While the issue of transparency and accountability rings out concerns Andrade broke down the numbers that underscores their cry for this due diligence.
"If you do the Math, if you are looking at 2 million US dollars for 17,000 acres you are looking that's 117 US dollars per acre for prime property and so I just throw that in there to say that as a concerned that you could just wake up one day and that 17,000 acres of land there is just a decision that is made for lack of a better term willy nilly, with none of the relative authorities and players involved."
"What we would like is that everybody sits down at the table that we structure the land trust in such a way that it benefits everybody and that we as Belizeans have control of the Trust."
"The other thing is that as a part of the Trust arrangement, there will have to be some designation of this land it would have to be either designated under the national protected areas system act or maybe as a private protected area, but remember that the Turneffe Island Marine Atoll is already structured as a protected area so it also has the possibility whether it could have just been additional as a part of a new SI to be added to the Turneffe Atoll Marine Reserve. So for us there is still a lot of investigation that we are doing, still a lot stock taking that we are doing because while it is a concern of process of accountability and transparency, we would like that it can be structured in the right way and that it has the right process."

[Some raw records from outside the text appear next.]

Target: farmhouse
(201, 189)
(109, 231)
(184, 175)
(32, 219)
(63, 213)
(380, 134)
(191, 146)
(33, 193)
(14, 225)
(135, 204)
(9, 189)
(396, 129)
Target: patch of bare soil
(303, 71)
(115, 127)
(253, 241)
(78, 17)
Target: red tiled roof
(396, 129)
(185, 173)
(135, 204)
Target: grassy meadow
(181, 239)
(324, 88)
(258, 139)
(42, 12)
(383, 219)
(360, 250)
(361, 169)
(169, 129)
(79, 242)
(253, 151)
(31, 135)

Even as he raised his serious concerns, Andrade said as an organization they want to be calm and sober the matter concerns the largest of the three Atolls of Belize that represents huge economic value and national patrimony.
While Andrade looks at the half full glass of water and the best case scenario for his organization to be able to play a role in the management regime for the Turneffe Atoll, CEO Cho explained the government's rationale. He says he sees it as a move in a positive direction for natural resource management and can respond to concerns about development around the Atoll. He said despite the designation of a marine reserve there still was need to address issues of land clearing and clearing of mangroves in the area:
"So the opportunity arose to protect the last bit of national lands that is almost a 100 percent mangroves."
"Mangroves fall under the remit of the forestry department and both forestry and fisheries fall under this ministry and in the case of national lands fall under the Ministry of Land so the relevant Ministries looked at it very very carefully."
He addressed that several of the members of the Board of the Trust includes Belizeans and with that the land remains in the hands of the Belize. He cited that Wil Maheia is one of the noteworthy members of the Board of the Trust. He mentioned that several of the players on the Board of this new Trust are no strangers to the area and have been working on conservation in the area and other areas of Belize as well as in natural resource management in the country.